The Central Bank of Kenya said in a statement that Chase “experienced liquidity difficulties” and was not able to meet its financial obligations after panicked customers began making large withdrawals.
Two other banks fail
Chase is the third Kenyan bank to be placed in receivership because of liquidity problems and questions of mismanagement within the past year as regulators have stepped up scrutiny of the country’s financial institutions.
Dubai Bank, a small institution, was taken over by regulators in August and Imperial Bank, a midsize financial institution, collapsed in October. Police in March also ordered the arrest of the chief executive officer and five other executives at a fourth bank, National Bank of Kenya, where an audit was scheduled.
Central Bank governor Patrick Ngugi Njoroge has tightened regulatory control on the nation’s banking industry since he took office in July. Earlier this year, Njoroge ordered a moratorium on new bank licenses until an investigation into the health of the country’s banks is complete.
Too many banks for population size
Bank consolidations are likely going forward as Kenya has an oversupply of financial institutions.
Kenya, with a population of 40 million and a $61 billion economy, has more than 40 banks. By comparison, Nigeria, with more than four times the population and an economy nine times as big, has 22 banks.
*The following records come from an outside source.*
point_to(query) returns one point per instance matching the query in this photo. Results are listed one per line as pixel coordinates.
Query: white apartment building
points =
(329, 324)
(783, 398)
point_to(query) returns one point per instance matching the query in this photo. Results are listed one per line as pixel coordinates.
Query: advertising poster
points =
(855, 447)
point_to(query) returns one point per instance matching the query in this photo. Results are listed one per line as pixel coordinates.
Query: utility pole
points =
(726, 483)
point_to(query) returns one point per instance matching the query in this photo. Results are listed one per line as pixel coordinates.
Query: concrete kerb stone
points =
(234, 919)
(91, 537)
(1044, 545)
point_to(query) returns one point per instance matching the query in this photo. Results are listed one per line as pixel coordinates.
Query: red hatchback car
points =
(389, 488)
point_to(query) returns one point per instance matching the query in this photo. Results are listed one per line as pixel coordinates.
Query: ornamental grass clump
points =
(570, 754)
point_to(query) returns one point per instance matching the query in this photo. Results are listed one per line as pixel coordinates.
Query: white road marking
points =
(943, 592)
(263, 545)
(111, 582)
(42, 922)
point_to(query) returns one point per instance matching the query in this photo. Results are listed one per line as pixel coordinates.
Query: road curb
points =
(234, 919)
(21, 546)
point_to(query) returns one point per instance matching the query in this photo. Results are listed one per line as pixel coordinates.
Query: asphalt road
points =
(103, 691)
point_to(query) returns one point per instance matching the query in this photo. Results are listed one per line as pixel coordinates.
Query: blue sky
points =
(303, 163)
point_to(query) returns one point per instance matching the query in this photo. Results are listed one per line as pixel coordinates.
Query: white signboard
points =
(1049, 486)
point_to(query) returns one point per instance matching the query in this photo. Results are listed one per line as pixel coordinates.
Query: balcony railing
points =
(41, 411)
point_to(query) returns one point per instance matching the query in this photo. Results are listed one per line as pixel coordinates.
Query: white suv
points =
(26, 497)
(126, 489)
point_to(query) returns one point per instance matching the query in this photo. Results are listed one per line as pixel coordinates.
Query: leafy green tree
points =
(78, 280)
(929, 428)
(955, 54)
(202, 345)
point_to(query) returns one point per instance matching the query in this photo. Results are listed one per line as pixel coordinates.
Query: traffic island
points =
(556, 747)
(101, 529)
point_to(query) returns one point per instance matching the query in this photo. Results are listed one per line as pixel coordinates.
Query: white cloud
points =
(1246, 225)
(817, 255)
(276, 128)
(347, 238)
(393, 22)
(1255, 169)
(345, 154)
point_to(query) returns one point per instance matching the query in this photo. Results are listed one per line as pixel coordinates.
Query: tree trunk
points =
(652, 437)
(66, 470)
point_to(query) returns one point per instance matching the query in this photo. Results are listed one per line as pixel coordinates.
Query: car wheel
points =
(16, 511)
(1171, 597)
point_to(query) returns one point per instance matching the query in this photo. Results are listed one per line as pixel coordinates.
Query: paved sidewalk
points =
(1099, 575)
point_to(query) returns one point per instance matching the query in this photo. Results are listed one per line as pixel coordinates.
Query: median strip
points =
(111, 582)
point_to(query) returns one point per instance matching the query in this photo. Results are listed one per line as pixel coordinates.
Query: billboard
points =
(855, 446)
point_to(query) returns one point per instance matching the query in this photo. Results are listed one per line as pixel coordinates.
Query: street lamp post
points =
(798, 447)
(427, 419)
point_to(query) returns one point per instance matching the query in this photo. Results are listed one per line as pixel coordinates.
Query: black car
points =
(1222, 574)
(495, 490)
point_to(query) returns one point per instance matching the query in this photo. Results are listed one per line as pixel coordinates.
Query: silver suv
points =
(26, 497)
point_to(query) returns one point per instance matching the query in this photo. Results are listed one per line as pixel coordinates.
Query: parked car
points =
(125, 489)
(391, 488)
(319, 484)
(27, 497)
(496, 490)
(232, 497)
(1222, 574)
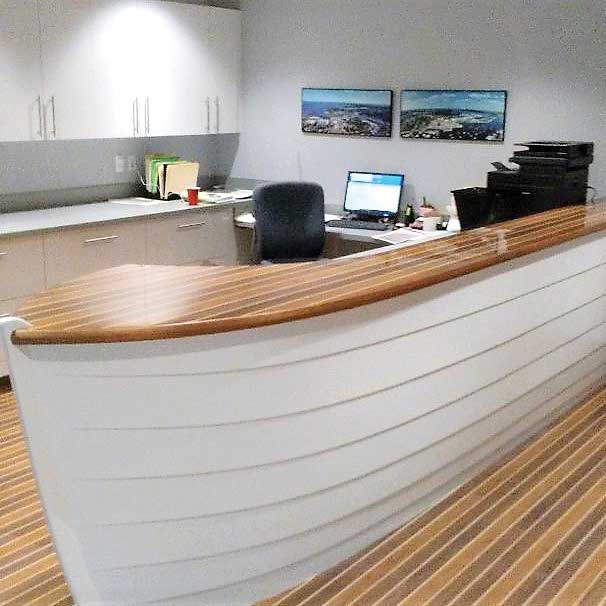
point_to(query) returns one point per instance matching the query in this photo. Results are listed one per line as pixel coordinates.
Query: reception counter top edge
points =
(223, 299)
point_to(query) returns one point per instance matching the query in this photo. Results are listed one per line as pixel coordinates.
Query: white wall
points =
(549, 54)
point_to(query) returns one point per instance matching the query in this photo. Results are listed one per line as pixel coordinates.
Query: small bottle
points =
(409, 215)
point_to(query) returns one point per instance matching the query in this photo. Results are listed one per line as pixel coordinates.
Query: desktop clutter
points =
(172, 178)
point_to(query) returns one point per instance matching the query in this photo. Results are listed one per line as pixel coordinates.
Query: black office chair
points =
(289, 222)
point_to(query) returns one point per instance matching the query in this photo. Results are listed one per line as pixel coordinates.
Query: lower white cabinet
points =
(192, 238)
(21, 266)
(29, 264)
(74, 252)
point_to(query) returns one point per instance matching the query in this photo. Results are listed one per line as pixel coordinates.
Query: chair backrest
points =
(289, 221)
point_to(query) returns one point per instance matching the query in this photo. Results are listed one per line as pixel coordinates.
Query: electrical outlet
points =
(120, 164)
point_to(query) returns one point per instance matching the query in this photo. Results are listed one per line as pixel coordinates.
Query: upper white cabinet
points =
(225, 58)
(21, 113)
(70, 82)
(77, 69)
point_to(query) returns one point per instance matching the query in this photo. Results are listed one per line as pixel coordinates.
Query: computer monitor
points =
(373, 194)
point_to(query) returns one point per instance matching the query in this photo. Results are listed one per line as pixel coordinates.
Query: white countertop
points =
(29, 221)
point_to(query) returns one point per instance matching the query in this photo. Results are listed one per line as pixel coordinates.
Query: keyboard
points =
(357, 224)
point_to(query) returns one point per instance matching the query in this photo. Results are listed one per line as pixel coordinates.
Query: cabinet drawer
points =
(224, 249)
(21, 266)
(76, 252)
(186, 238)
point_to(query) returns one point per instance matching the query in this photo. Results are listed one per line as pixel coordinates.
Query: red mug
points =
(192, 195)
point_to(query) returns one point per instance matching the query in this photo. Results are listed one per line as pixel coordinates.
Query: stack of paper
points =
(167, 175)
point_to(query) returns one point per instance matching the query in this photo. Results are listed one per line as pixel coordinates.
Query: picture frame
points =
(352, 112)
(453, 114)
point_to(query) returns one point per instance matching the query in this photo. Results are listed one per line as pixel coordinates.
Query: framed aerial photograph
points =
(454, 115)
(353, 112)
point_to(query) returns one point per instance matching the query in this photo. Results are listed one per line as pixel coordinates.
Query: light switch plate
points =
(120, 164)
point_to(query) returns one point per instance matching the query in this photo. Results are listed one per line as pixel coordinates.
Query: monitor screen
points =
(373, 194)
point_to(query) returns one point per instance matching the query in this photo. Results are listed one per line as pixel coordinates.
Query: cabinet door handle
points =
(134, 118)
(104, 239)
(147, 116)
(137, 114)
(40, 118)
(187, 225)
(54, 116)
(217, 112)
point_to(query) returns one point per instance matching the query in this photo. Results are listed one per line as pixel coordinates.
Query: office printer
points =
(550, 174)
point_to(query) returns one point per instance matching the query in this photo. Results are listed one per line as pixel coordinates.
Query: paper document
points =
(400, 236)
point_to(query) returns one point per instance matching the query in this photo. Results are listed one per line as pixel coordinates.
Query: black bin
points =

This large number of financial institutions creates a competitive environment in which banks may take unwarranted risks. At the same time, Kenya has traditionally allowed banks to maintain relatively low reserves, making smaller banks vulnerable to runs.
One banker said the central bank should force banks into “arranged marriages” to winnow and stabilize the banking sector. Banks that refuse should lose their licenses, according to John Gacora, managing director of Kenya’s NIC Bank.
Public confidence at stake
Hoping to calm pubic fears, Njoroge said the central bank would offer support to any bank that suffered liquidity problems through no fault of its own.
Njoroge said he hoped the Chase re-openings also would restore public confidence in the country’s banking system, which he said was stable in spite of problems at the four banks.
Kenyan regulators said they received offers from six local banks and two foreign banks for Chase.
The central bank cited KCB’s reputation as a strong bank with long experience in Kenya in favoring the larger bank’s acquisition of Chase.
Opening Chase under the management of KCB “will improve the profile of the troubled lender by capitalizing on the sound reputation of KCB,” said Eric Munywok, an executive at Sterling Capital. “If KCB wasn’t involved, a lot of depositors might have fled.”
New owner must retain customers
Financial experts said Chase customers would be well served by KCB Group, which would gain as well.
Maurice Oduor, an investment manager at Cytonn, said the main question is whether clients will stay with the bank following the scare in early April. “Clients may go away unless KCB ups its game in client service.”
The new management has a year to demonstrate it can emerge from receivership, In the meantime, the central bank has placed a moratorium on payments to Chase creditors of Chase Bank until the new team comes up with a plan for dealing with the bank’s debts.